I've done this once before for a friend of mine. Another person saw what I'd done before and wanted it done for his model. Not that pinning a set of wings is any great accomplishment, but I made these so they could be removed for storing the model.
It was a matter of using multiple pins in each wing so that they can be fitted on snugly and then removed afterwards. It's one thing to pin them in place for stability, but making the wings permanent makes for some interesting transporting problems. This is a huge model to carry around. Keeping them removable makes it much easier to transport this guy to and from the game store.
The double pin at the top of the wings is the key part. It keeps the wing nice and snug when it's fitted into position so you can actually use the model in game play without worrying that a wing is going to drop off in the middle of some giant hand-to-hand combat and damage a half dozen models.
I was also asked to "adjust" his right hand so his axe did not hit his right wing. That meant rotating it slightly (not so much it looked wrong) and tilting it so it cleared the wings. This means there are no problems with adding or removing the wings each time the model is used. A simple pin with some greenstuff to fill in the gap and the wrist was as good as new.
The pinning process itself was rather simple
I used some floral wire for added rigidity and my GW drill bit. The wire is slightly larger than the hole I made (using the standard GW drill bit) so it took a pair of pliers to push the wire in. I did not glue the wire in place either. This gives the owner the option of removing them at a later point without worrying about damaging the model.

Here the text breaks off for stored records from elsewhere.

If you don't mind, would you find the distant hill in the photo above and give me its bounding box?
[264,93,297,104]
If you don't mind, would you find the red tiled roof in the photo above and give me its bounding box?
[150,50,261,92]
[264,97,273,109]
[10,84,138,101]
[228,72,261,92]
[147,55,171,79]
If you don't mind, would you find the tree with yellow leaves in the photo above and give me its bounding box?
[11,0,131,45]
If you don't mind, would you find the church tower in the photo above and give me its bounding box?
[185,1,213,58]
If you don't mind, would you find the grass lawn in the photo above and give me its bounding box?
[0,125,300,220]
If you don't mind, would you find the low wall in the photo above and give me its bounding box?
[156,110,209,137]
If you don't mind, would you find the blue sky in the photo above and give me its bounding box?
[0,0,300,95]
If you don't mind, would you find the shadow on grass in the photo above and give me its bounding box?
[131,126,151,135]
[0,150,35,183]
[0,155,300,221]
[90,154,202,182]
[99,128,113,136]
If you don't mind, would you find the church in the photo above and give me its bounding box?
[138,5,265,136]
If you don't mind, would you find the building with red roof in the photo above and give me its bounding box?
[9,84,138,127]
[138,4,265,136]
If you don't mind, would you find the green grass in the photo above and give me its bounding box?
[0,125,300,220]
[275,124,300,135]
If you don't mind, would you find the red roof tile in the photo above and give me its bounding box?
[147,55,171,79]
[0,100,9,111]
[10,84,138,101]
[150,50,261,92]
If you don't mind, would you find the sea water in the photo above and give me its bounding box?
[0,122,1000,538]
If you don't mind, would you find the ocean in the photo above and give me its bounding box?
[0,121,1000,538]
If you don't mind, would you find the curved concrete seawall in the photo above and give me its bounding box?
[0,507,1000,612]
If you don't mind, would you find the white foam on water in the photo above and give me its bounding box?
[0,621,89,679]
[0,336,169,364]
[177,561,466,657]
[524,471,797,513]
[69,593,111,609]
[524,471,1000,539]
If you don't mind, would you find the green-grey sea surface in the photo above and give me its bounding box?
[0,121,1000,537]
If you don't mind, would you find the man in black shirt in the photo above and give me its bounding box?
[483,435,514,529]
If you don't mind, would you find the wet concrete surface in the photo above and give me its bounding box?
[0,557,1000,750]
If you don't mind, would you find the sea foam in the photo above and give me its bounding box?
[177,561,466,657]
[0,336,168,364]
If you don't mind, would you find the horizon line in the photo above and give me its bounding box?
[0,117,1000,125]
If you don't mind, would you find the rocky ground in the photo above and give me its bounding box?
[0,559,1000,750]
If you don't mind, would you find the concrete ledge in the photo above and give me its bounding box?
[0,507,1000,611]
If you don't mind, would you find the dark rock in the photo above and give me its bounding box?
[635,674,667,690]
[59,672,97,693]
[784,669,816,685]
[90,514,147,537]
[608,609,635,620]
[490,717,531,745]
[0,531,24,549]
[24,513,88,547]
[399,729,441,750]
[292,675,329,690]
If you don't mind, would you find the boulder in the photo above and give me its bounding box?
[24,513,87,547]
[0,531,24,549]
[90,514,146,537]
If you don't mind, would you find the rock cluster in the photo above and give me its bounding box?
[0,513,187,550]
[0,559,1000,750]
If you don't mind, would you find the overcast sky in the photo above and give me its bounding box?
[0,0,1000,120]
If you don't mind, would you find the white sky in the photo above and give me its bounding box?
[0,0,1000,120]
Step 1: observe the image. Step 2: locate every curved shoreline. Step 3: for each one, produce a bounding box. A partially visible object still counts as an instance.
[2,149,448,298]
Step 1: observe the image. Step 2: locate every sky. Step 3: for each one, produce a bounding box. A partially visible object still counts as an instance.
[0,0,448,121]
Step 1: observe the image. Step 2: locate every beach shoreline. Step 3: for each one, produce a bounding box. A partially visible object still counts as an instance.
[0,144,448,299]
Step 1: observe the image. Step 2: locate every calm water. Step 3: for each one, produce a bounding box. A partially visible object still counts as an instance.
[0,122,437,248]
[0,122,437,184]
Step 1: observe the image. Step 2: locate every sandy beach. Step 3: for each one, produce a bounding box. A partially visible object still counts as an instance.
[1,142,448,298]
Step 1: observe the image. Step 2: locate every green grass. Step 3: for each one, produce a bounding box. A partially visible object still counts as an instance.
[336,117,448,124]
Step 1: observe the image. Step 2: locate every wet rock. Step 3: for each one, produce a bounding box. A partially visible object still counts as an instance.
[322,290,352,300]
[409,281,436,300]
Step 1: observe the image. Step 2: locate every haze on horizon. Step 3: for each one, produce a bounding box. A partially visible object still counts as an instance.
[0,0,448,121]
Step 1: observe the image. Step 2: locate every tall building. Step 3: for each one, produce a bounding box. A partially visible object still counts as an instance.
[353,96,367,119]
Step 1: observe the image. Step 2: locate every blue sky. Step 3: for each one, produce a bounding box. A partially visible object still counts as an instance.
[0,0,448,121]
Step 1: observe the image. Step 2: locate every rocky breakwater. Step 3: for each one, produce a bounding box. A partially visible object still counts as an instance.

The double pin at the top of the torso is the floral wire bent in half inside a slightly larger hole.
The floral wire allows me bend it as needed so that I can create friction between the pin and the holes in the wings to hold them in place. The top pin is doubled up for some added strength. I'm sure a single pin would work, but I wanted to make sure this guy would hold up to game play without having to worry about the wings coming off.
The tiny gap between the wings and the torso
Yep, there's a small gap between the wings and the body even when they are fitted in perfectly. And this is okay. During game play, you never even notice it. Before I pinned the wings in place, I sat there and kept working on both surface areas where the wings and the torso join so they match up as close as possible. Some cutting here, some sanding there... all to get them to match up as close as possible to minimize this left over gap.
It would be the one small drawback to having the wings pinnable and removable at the same time. I guess you could say this isn't technically pinning in the sense that nothing is permanent, but I like the ability to remove the wings for transport as needed. I think it adds to the model and it's usability.